A cura di Federica Facchinetti
L’Islam è al centro del dibattito politico e delle retoriche mediatiche da ormai una quindicina d’anni a questa parte. Nonostante ciò è interessante notare quanto ancora questo credo religioso sia coperto da un velo di mistero, come se ci sia qualcosa di inafferrabile o incomprensibile. Una conoscenza dell’Islam si è diffusa e approfondita in ambito accademico, a partire da uno spirito orientalista, ma non si è mai divulgata, lasciando la maggior parte delle persone nelle mani-manipolatrici dei media e di quanto questi ultimi decidano di trasmettere e far passare.
Il risultato è un calderone di (dis)informazioni confuse, spesso poco attendibili e tendenzialmente di parte, di stereotipi, immaginari collettivi preconfezionati e che difficilmente riescono ad essere decostruiti. Proprio i media, che hanno di per sé la responsabilità dell’informazione, contribuiscono a creare confusione a partire dal lessico utilizzato, sovrapponendo indiscriminatamente termini quali arabo, musulmano, immigrato, terrorista, straniero.
Leggendo alcune notizie relative a fatti di cronaca, è possibile notare come se in qualche modo una persona di cultura araba o di religione musulmana (e chiaramente, quale dei due non fa alcuna differenza) è coinvolta, questo attributo viene sempre sottolineato ed evidenziato, come caratteristica rilevante che ha avuto un ruolo centrale nella determinazione delle azioni dell’autore; quando invece lo stesso gesto è compiuto da un altro individuo difficilmente viene connotato religiosamente, ma si parla invece di criminale, malato mentale, pazzo. Vorrei portare due esempi recenti in riferimento ai fatti del 13 novembre di Parigi, solo per questioni cronologiche, nella triste certezza che scavando poco più a fondo e andando poco più indietro, potremmo trovare molti altri episodi sulla stessa scia.
All’indomani degli attacchi di Parigi su tutte le testate si trovava la notizia di un passaporto siriano trovato nei pressi del luogo degli attentati, da cui l’infinita polemica sui “profughi-terroristi”, “l’Isis arriva dai barconi”, “ce li stiamo portando in casa”, senonché dopo un paio di giorni si è scoperto che il suddetto passaporto fosse falso, messo lì da qualcuno. La notizia ormai non era più interessante e la smentita, che non creava scoop, non ha avuto lontanamente la risonanza dell’errata informazione.

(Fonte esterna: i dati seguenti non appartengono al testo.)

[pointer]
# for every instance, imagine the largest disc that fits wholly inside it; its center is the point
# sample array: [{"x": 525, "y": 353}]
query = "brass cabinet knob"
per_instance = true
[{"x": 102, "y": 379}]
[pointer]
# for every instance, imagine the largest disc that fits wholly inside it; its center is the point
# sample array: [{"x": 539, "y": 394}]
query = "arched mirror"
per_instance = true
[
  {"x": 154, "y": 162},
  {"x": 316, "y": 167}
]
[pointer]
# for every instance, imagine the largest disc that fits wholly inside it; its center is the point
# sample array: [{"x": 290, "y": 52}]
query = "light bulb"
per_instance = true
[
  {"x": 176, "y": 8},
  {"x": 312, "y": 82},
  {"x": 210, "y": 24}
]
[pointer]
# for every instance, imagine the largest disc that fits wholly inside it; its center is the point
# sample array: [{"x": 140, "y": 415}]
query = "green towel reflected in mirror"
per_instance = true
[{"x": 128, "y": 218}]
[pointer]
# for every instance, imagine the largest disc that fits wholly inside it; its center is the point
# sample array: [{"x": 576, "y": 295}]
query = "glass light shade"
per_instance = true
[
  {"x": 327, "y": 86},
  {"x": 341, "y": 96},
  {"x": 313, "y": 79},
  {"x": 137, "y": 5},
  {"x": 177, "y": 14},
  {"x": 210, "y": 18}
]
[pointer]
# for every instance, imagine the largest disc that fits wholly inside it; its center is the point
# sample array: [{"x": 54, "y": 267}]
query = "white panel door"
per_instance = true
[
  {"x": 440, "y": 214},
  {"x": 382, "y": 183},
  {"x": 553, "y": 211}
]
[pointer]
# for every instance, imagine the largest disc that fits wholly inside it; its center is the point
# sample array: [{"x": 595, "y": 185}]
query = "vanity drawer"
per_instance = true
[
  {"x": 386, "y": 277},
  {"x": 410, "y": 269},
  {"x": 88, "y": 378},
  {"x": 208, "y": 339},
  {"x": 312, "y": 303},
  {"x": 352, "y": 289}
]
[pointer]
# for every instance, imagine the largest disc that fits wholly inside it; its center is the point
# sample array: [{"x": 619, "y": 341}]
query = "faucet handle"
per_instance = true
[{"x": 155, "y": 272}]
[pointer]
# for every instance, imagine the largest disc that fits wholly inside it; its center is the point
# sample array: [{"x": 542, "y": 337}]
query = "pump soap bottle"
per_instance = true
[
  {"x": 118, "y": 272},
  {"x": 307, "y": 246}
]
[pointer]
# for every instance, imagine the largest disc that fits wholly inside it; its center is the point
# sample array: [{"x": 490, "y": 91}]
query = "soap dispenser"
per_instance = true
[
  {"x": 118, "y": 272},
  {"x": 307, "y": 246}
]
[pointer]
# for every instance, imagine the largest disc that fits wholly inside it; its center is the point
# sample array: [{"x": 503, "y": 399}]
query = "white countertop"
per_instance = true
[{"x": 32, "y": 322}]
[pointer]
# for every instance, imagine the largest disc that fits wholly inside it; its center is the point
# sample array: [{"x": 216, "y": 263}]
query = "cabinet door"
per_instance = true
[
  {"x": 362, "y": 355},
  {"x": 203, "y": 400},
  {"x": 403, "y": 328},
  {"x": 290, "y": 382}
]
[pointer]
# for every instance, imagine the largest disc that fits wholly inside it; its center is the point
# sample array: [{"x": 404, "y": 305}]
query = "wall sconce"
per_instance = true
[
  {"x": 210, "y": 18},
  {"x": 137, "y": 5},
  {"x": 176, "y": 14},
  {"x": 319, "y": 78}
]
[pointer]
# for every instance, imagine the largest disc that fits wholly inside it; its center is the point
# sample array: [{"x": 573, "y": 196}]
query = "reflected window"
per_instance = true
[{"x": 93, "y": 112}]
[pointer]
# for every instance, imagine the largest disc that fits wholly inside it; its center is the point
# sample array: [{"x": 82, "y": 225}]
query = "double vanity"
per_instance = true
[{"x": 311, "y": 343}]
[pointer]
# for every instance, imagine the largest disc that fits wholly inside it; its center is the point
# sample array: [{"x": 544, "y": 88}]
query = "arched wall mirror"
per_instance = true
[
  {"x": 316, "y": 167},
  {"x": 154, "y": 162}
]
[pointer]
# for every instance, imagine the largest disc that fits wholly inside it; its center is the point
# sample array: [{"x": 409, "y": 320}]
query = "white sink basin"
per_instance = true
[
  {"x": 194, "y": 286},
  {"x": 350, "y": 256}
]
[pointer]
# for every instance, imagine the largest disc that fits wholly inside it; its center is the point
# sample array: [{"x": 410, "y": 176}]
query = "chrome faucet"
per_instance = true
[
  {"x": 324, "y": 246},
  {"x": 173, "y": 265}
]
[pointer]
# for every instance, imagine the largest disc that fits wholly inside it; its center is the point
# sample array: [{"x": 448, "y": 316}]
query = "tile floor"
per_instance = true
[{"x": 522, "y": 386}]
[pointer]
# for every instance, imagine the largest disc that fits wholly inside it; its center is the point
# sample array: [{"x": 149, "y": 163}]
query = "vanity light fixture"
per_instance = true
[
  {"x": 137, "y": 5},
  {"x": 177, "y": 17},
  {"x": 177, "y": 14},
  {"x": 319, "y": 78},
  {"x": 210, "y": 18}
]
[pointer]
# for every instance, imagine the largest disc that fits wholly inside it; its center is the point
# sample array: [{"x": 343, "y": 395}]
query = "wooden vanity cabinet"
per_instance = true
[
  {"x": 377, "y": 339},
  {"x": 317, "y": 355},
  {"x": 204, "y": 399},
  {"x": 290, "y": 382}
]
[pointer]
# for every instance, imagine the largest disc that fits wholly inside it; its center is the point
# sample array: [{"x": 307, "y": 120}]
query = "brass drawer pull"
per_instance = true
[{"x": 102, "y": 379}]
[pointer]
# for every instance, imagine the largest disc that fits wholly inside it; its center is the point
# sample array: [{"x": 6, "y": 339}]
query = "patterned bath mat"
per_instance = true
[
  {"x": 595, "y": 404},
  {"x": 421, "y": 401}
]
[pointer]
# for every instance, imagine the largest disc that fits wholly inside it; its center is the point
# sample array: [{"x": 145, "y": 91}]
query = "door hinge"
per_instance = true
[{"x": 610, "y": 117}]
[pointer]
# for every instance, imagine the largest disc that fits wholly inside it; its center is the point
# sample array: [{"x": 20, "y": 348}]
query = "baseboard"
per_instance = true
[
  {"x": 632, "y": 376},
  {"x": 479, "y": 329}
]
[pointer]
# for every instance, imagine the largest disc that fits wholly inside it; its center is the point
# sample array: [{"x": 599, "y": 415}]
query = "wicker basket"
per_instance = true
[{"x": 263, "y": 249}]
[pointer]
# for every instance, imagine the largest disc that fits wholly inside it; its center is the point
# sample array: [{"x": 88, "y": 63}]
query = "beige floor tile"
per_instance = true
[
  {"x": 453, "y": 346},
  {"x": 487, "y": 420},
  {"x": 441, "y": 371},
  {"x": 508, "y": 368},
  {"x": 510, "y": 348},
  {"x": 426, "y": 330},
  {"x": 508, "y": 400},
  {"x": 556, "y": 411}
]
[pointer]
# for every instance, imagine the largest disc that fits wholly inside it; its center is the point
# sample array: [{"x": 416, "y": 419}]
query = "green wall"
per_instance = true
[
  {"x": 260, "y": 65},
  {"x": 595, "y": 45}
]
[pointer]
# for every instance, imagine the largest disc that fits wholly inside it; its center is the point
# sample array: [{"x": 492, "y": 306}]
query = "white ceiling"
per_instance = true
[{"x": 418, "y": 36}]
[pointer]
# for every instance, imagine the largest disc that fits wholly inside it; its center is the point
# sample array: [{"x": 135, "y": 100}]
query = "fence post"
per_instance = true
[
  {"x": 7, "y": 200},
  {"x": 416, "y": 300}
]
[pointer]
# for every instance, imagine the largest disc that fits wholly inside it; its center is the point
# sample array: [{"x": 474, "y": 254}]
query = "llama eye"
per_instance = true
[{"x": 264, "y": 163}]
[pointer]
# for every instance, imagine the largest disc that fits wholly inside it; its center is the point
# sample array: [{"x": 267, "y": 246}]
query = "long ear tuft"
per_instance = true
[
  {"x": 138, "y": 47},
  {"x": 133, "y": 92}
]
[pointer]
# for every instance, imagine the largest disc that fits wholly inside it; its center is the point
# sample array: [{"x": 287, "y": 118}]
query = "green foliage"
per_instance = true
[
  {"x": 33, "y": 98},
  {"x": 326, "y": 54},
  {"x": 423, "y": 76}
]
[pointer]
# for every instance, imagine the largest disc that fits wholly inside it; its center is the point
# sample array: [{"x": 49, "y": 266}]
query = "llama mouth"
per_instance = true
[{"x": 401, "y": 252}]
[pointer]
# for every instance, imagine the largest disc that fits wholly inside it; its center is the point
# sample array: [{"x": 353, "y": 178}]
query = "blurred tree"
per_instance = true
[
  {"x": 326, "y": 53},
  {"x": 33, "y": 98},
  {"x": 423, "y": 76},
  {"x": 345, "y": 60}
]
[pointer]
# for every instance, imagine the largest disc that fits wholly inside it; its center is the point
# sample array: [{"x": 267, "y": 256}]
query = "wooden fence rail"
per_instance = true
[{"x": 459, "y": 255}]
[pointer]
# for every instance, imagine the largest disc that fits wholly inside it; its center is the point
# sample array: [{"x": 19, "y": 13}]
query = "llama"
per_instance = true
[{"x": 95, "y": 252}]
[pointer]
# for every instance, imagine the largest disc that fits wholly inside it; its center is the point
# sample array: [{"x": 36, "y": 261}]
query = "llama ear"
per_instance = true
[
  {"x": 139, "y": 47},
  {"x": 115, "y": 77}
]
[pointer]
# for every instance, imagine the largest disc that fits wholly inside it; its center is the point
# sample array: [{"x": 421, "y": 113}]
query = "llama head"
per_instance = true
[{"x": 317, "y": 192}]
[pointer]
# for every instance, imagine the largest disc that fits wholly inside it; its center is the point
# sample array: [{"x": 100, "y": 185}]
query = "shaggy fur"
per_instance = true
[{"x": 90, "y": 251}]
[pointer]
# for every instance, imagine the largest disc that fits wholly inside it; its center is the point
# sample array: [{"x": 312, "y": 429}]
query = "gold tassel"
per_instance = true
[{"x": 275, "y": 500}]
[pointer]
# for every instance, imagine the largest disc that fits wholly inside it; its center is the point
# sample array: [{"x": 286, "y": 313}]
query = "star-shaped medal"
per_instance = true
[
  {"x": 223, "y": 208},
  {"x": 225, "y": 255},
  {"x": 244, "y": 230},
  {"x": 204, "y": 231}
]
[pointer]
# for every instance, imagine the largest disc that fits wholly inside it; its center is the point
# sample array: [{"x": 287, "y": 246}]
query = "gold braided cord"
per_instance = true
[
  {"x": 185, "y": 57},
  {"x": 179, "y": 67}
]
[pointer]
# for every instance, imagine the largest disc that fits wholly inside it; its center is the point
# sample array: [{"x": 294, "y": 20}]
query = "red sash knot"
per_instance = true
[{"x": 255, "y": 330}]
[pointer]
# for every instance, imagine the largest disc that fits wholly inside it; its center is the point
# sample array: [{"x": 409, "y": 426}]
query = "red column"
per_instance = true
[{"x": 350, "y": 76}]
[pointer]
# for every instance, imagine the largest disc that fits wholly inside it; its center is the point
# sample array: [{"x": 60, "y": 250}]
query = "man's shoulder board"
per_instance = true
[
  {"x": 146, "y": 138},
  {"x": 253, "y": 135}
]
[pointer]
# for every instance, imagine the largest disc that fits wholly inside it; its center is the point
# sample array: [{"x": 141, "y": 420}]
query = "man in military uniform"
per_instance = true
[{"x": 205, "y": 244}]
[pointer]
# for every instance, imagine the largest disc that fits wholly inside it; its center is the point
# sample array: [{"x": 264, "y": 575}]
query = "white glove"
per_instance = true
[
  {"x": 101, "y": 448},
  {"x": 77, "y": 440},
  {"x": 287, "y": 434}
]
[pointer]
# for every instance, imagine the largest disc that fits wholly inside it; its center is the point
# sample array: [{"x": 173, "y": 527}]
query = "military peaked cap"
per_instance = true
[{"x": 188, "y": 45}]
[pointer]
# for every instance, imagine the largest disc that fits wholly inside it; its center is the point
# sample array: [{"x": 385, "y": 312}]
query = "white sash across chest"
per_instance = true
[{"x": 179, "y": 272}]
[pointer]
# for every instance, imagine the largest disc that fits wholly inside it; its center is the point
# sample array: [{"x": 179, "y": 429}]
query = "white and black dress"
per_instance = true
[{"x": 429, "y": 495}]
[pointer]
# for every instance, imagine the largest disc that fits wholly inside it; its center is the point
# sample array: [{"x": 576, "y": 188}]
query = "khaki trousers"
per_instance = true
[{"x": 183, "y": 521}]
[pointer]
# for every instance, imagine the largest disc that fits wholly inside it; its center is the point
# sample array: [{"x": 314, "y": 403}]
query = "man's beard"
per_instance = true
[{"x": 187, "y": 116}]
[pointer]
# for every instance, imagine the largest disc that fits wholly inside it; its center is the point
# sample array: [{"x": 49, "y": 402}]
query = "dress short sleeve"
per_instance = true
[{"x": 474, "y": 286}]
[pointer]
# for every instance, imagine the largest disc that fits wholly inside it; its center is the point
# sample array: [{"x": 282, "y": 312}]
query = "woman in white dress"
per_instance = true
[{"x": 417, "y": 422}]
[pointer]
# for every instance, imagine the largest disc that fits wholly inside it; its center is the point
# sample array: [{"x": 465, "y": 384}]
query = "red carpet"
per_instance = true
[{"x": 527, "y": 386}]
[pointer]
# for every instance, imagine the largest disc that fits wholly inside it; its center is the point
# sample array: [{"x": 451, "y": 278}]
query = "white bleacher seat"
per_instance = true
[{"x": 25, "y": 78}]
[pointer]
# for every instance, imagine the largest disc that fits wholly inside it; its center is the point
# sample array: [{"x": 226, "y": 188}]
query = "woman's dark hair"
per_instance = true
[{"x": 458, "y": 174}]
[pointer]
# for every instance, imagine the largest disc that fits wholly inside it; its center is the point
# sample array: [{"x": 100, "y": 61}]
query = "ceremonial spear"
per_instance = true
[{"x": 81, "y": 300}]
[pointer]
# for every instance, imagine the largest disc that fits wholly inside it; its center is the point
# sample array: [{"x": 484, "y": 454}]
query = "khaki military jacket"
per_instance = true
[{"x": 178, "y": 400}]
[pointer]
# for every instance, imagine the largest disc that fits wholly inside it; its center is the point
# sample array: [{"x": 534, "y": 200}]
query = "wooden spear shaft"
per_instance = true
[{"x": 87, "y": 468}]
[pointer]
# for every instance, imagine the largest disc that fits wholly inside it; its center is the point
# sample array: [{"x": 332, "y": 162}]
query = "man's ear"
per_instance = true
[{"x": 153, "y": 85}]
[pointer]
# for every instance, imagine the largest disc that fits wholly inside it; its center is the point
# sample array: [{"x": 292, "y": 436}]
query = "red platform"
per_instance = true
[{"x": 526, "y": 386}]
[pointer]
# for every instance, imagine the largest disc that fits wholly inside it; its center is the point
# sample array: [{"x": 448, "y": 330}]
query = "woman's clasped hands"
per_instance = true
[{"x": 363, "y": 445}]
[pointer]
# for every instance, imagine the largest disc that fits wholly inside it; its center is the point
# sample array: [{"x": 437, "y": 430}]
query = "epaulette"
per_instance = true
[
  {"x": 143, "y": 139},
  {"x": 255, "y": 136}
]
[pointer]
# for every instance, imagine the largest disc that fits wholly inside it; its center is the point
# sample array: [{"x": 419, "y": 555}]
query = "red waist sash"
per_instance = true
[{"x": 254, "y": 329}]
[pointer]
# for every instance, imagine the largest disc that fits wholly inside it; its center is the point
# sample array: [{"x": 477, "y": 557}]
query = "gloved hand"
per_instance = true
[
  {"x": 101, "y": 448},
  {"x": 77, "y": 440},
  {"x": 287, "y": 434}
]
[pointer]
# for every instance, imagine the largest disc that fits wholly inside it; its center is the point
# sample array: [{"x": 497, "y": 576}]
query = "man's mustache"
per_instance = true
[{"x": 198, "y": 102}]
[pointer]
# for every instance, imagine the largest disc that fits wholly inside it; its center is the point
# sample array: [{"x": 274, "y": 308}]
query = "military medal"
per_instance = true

Di nuovo, il lunedì successivo agli accadimenti, si è deciso di rendere omaggio alle vittime degli attentati di Parigi con un minuto di silenzio nelle scuole italiane. Ha fatto molto scalpore il gesto di sei ragazze musulmane studentesse di un istituto superiore di Varese, che si sono allontanate dall’aula durante quel minuto. Subito c’è stata la gara mediatica alla demonizzazione di questo gesto, alla condanna senza possibilità di appello, giudizio sordo che non ha lasciato spazio alla spiegazione e sensibilità di quegli studenti (sono stati ben più numerosi gli studenti che hanno rifiutato il minuto di silenzio nelle scuole, ma la notizia era interessante solo se riferita a sei ragazze musulmane) che hanno espresso il loro disappunto nel rilevare l’ipocrisia di dare un valore differente alla morte, a seconda del luogo in cui avviene.
Questo tipo di strumentalizzazioni è esattamente quello che indebolisce la società, che ci rende prigionieri di diffidenza, paura, insicurezza, e non fa altro che accrescere tensioni e renderci piccoli, fragili e facili vittime delle radicalizzazioni (da tutti i lati). La risposta è il nutrire una sincera curiosità, che non sia superficiale e preconfezionata, ma che sia stimolo all’incontro, alla conoscenza, e a una sana informazione.